2. An array hybridization apparatus as recited in claim 1, wherein the height of the standoff is greater than the height of the gasket.

3. An array hybridization apparatus as recited in claim 1, wherein the standoff comprises a deformable material.

4. An array hybridization apparatus as recited in claim 1, wherein the standoff is attached to the first substrate.

5. An array hybridization apparatus as recited in claim 1, wherein the standoff is attached to the second substrate.

6. An array hybridization apparatus as recited in claim 1, wherein the standoff is attached to both the first substrate and the second substate.

7. An array hybridization apparatus as recited in claim 1, wherein the compressible or flexible standoff comprises a material selected from the group consisting of natural rubber, ethylene propylene rubbers, silicone, fluorocarbons, polyurethanes, acrylonitrile buna n's, neoprene, polyacrylates, buna S, and fluorosilicones.

8. An array hybridization apparatus as recited in claim 1, wherein the standoff is between 40 to 1000 microns in height.

9. A method of aligning an array hybridization apparatus comprising:

(a) providing a first substrate, second substrate and at least 2 standoffs; and

(b) contacting the first substrate to the standoff to align the array hybridization apparatus.

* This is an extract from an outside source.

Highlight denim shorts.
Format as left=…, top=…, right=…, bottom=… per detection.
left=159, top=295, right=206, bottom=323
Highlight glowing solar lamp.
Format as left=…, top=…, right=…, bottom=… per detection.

10. A method of making an array hybridization apparatus with a standoff for alignment, comprising:

(a) providing a first substrate opposite a second substrate;

(b) interposing a standoff between a first substrate and a second substrate;

(c) contacting the first substrate and second substrate to the standoff.

11. A method of making an array hybridization apparatus for aligning a gasket, comprising:

(a) providing a first substrate;

(b) attaching at least two standoffs to the first substrate;

(c) using the standoff to align at least one gasket on the first substrate using the standoff and the gasket.